Here's the original conversation between Captain Wentworth and his admirer Louisa Musgrove, regarding an inseparable couple of their acquaintance:
"I should do just the same in her place. If I loved a man as she loves the Admiral, I would be always with him, nothing should ever separate us ...." "Had you?" cried he, catching the same tone: "I honor you!"
Okay, maybe not the most exciting stuff—and certainly nothing to Bridget's imprisonment in Thailand (a storyline that has no Austen precedent that I'm aware of). But to a true Austen fan, it's hilarious, spot-on parody that both updates and celebrates the original. Anne and Frederick are initially separated after a friend advises Anne to reconsider his proposal—much like Mark begins to drift away from Bridget after her similarly self-help-addicted friends persuade her that he is, among other things, "a Martian rubber-band" (from Men Are From Mars, Women Are From Venus).
Good updates of Austen reflect a truth not always universally acknowledged: that a story needs a compelling conflict to be engaging.

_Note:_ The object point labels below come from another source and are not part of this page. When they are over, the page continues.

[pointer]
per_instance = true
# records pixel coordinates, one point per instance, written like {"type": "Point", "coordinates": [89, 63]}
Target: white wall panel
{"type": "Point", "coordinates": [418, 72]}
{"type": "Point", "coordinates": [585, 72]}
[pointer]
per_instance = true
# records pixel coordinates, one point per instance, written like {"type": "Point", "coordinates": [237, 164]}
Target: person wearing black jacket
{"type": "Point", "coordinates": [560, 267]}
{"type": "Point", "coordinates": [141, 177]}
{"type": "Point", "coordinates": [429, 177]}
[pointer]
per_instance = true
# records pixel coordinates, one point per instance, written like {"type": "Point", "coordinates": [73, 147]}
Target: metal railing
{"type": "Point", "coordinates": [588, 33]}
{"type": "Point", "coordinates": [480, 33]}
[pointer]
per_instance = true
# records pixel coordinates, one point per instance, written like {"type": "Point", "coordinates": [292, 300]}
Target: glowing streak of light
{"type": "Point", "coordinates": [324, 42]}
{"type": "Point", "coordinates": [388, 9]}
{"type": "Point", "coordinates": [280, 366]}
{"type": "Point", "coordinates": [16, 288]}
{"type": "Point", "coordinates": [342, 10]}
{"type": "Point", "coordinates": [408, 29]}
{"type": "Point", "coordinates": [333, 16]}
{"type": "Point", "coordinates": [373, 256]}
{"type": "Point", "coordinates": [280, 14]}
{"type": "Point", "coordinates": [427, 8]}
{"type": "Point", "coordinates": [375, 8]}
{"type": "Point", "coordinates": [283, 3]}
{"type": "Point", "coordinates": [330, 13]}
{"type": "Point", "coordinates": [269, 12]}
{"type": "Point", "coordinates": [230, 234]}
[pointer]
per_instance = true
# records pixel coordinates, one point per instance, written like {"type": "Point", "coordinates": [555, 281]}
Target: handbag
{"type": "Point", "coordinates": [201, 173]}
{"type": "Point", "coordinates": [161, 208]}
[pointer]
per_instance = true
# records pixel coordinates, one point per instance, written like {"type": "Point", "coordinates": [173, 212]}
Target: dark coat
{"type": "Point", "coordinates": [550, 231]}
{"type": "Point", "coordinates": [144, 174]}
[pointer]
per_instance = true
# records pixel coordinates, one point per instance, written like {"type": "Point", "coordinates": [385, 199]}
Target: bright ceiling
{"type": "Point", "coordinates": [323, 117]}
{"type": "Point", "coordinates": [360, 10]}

Too many people use the same source material for the wrong reasons—taking advantage of Austen's renewed popularity and the fact that her books are in the public domain. They terrorize the Bennet sisters with attacks from the undead, in Pride and Prejudice and Zombies. They use her to elevate their own muddled romantic comedy storylines by highlighting faint parallels between modern characters and Austen heroines, as in The Jane Austen Book Club.
A good update of Austen can stand on its own. You don't have to know that hapless Giles Benwick—whom Bridget converts to the self-help religion—is today's answer to James Benwick, the tragic naval officer mourning for his dead fiancée and whom only Anne can comfort. When you watch Clueless, you don't have to know that the good-natured stoner Travis is too-hastily dismissed by Cher in a way that echoes humble farmer Robert Martin and Emma Woodhouse. The situation is funny and entertaining regardless.

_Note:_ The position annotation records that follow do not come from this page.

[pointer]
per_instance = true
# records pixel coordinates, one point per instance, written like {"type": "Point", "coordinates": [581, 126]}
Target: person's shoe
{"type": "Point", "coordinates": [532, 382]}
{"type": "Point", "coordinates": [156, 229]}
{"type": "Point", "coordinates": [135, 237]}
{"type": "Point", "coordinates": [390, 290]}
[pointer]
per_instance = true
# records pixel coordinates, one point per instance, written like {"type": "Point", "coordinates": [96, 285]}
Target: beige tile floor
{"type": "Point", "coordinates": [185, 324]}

Good updates of Austen reflect a truth not always universally acknowledged: that a story needs a compelling conflict to be engaging. One can't just write a modern Elizabeth Bennet who is poorer than her Mr. Darcy—in this day and age, when princes are marrying commoners (and even divorcees and single mothers), it's simply not enough. The rigid social hierarchy of a ritzy high school was an excellent choice for a modern Emma Woodhouse. And Bridget Jones wouldn't be nearly as sympathetic if she wasn't a little ditzy and slightly confused about where Germany is. I wish I could point to more excellent updates and parodies, but the pickings are slim. Bride and Prejudice, a Bollywood-inspired movie from the director of Bend it Like Beckham, comes close; the scene in which heroine Lalita righteously schools newcomer Will Darcy on his misconceptions about India is a worthy heir to Elizabeth Bennet's many redirections of misguided Mr. Darcy—and a good choice of a modern conflict.

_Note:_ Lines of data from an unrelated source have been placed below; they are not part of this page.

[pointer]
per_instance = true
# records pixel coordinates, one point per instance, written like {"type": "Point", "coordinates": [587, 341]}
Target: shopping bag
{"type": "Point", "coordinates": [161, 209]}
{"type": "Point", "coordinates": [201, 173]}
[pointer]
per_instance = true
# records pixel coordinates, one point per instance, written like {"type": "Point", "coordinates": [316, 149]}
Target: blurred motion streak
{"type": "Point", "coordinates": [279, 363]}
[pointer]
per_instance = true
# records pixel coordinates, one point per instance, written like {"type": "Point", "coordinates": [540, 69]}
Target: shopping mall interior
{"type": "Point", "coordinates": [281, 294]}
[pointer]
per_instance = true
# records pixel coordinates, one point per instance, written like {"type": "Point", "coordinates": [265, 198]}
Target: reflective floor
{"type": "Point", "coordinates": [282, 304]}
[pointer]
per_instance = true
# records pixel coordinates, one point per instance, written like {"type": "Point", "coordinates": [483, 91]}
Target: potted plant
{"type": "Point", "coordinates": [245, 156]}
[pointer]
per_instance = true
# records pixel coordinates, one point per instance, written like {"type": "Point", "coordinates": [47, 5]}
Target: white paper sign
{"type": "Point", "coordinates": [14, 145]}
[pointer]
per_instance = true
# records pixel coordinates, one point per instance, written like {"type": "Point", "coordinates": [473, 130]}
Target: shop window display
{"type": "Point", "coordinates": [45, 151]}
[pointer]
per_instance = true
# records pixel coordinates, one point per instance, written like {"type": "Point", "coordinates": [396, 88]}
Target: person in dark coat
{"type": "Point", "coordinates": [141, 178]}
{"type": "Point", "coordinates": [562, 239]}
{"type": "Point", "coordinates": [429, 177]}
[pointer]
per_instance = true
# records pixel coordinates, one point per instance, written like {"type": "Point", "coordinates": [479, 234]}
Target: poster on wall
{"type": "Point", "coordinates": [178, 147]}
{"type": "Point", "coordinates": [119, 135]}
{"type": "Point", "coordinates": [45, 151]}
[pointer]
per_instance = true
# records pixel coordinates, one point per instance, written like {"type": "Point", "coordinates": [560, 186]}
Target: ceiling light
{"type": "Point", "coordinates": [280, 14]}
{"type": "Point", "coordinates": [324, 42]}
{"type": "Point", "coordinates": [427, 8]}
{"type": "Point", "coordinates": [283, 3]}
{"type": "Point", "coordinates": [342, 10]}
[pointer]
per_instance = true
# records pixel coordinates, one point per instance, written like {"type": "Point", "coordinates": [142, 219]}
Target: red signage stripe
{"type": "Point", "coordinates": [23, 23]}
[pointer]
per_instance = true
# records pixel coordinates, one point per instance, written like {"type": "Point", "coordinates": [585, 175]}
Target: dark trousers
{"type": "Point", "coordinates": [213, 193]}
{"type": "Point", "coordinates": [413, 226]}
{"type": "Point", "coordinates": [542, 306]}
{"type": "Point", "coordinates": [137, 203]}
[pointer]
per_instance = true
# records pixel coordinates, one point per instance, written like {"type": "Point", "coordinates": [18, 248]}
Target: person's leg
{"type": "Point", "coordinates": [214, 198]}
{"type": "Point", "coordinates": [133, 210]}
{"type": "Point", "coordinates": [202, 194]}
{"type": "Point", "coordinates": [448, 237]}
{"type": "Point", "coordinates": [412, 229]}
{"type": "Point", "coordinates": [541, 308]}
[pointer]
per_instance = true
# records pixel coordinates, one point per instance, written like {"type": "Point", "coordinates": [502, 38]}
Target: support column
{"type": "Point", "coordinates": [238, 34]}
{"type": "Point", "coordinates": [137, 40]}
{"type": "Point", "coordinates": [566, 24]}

I searched in vain for a hint of Austen in the press coverage that heralded Bridget's return. Unfortunately, most of the rumors focus on the possibility of Renee Zellweger wearing a fat suit to play a 130-pound character. Whatever happens to Bridget next, I hope Fielding's smart writing will win the day. Maybe she'll recall Austen's maxim from Emma: "Human nature is so well disposed towards those who are in interesting situations that a young person who either marries or dies is sure of being kindly spoken of."